Last year’s attitudes

A little history

I’ve been cooking for a long time.  Not necessarily with much enthusiasm of ingenuity, and not necessarily terribly consistently.  For an entire year, I pretty much subsisted on various combinations of free produce from the natural food store I worked at, duck eggs that were given to me by a local chemist/duck farmer whom I gave salad bar lettuce prep leftovers to feed his flock of 150 ducks, tortillas, cheese (sometimes but not always free), brown rice, and leftover deli food that I got from work.  Oh, and beer.  Lots of beer.  That I paid for.

Over the years I’ve made a lot of spaghetti, bean and veggie burritos, simple hippie-style stir fries, lentil soup and garden burgers.  I’ve eaten out a lot too.  Sometimes to experience new or interesting or delicious foods, because I have always loved good food, and lots of times because I didn’t want to or didn’t have time to cook.

Kitchen doldrums

Cooking became for me, as it does for many, a chore.  Pure and simple.  Sure, when a bunch of people were coming over for dinner I really did have fun making enchiladas or lasagna – my two good old standby “company’s coming” meals for as long as I can remember.  But making the same eight or ten meals over and over again is really boring.  And eating them over and over again?  My tastebuds were as bored as my hands.  And if my meal-cooking rotation was boring, my husband’s three-meal repertoire was about to put me into a coma.  And one of his menu items was hippie stir fry too!

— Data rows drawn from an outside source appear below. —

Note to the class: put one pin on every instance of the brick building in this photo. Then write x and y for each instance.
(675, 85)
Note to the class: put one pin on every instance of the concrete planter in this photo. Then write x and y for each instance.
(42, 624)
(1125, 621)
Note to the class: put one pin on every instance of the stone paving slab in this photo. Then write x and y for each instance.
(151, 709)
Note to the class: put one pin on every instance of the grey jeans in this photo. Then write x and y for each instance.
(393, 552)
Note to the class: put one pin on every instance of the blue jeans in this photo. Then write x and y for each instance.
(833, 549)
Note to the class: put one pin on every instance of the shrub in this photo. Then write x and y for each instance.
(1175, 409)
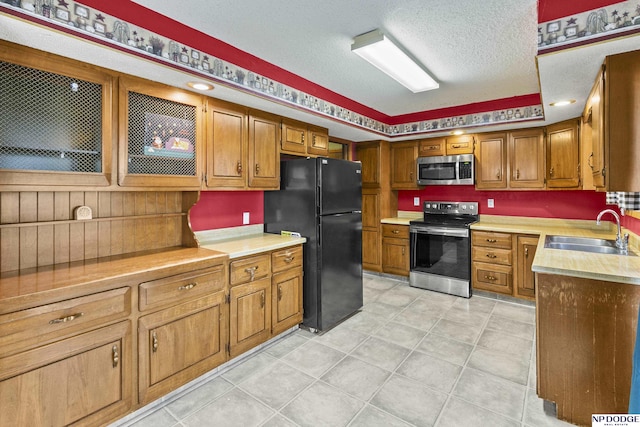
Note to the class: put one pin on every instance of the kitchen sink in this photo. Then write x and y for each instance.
(584, 244)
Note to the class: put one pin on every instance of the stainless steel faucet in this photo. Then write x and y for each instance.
(622, 242)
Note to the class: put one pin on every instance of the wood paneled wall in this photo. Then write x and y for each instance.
(37, 228)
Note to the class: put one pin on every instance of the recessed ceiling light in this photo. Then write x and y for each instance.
(563, 103)
(200, 85)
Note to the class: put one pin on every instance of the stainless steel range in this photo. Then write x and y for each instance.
(441, 247)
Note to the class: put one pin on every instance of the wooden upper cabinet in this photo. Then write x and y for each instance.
(56, 119)
(432, 147)
(563, 154)
(318, 141)
(300, 139)
(491, 161)
(161, 134)
(526, 158)
(403, 165)
(264, 151)
(294, 137)
(226, 145)
(369, 154)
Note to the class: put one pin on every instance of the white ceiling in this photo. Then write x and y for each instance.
(479, 51)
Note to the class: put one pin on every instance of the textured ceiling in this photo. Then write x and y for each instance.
(478, 51)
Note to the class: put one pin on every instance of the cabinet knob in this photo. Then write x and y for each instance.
(115, 356)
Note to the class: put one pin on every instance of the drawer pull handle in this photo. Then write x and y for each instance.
(66, 319)
(251, 271)
(115, 356)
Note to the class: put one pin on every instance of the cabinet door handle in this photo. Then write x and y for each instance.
(115, 356)
(66, 319)
(187, 287)
(251, 271)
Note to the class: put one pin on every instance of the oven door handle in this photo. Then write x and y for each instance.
(442, 231)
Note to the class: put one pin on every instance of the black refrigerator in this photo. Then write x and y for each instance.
(322, 200)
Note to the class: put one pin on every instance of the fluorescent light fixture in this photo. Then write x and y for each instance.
(200, 85)
(376, 48)
(563, 103)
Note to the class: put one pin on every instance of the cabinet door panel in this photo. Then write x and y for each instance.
(250, 315)
(226, 136)
(264, 156)
(82, 378)
(526, 159)
(491, 166)
(287, 300)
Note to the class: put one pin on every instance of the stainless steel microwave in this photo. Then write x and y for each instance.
(446, 170)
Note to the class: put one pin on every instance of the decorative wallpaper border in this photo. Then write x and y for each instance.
(609, 21)
(110, 30)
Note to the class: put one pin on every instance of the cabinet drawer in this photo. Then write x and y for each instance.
(395, 231)
(460, 145)
(491, 239)
(432, 147)
(492, 277)
(41, 325)
(286, 258)
(492, 255)
(176, 289)
(250, 269)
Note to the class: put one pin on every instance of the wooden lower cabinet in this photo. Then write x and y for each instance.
(286, 300)
(180, 343)
(250, 310)
(395, 249)
(501, 263)
(586, 331)
(84, 380)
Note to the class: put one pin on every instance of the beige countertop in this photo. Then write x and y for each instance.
(250, 244)
(613, 268)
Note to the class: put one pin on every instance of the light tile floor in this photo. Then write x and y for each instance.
(410, 358)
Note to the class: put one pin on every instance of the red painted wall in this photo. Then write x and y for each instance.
(541, 204)
(222, 209)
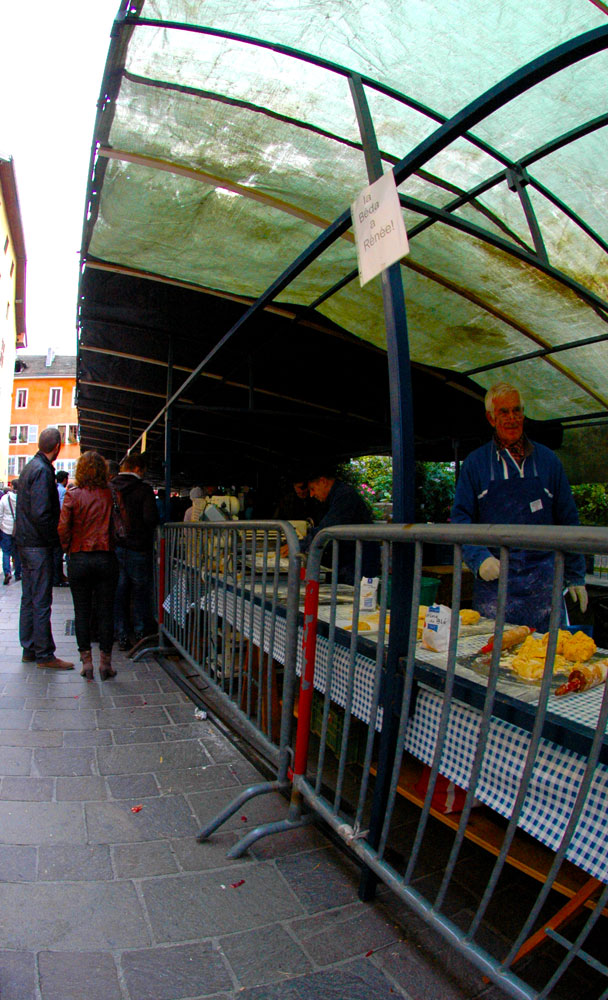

I often told myself that recipes were for rule-followers and I didn’t want to be a rule follower.  But who am I kidding?  As rebellious a heart I may have, when it comes to action I am a total goody-two-shoes.  Always have been.  Regardless, I never followed recipes.  Or rther, I never did. Sometimes I would attempt to recreate something I’d had at a restaurant, but it would rarely turn out even close to what I was after, and that can be downright disheartening.  I have made lots and lots of dishes that pretty much tasted like cumin.  When I look back at my anti-recipe stance I think it was mostly laziness.  First you have to go get all those ingredients I don’t have.  And then you have to follow all those directions.  That require all those steps.  And all those pans.  And then all those dishes.  No wonder I made so many hippie stir fries.  One pan, two plates, whatever’s in the fridge, twenty minutes.  Bam.

And then he said…

Over Christmastime, my mother, my darling husband Marshall and I were discussing what to make for Christmas Eve dinner. None of us are particularly traditional about holiday meals (yes, I made three giant lasagnas for Thanksgiving a few weeks prior), so we were talking about salmon and sweet potatoes. Just a few days previous Marshall had taken it upon himself to look up a recipe on The Internet for sweet potatoes in an effort not to make the same old thing (We usually bake them in the toaster oven and top them with sour cream and salsa). He ended up making delightful steamed white sweet potatoes drizzled with lime juice and sprinkled with sea salt. We were both tickled pink about these sweet potatoes. With the sweet. And the savory. And the limey tang that snuck up on you oh-so-sneakily. So Marshall decided to make them for my mom. All of us were merrily (it was Christmas Eve, after all) munching on our sweet potatoes and salmon baked with grapefruit when Marshall said something along the lines of “hey sweetie, how about for a New Years resolution you and I try to cook a new food once a week for a whole year?” I must admit I was a little taken aback. Cooking is boring. And cooking new things is hard. And the kitchen is so small. And, and, and… But he looked so excited and enthusiastic (as he so often does) so I replied, “How about just as often as we can, so we don’t put too much pressure on ourselves?”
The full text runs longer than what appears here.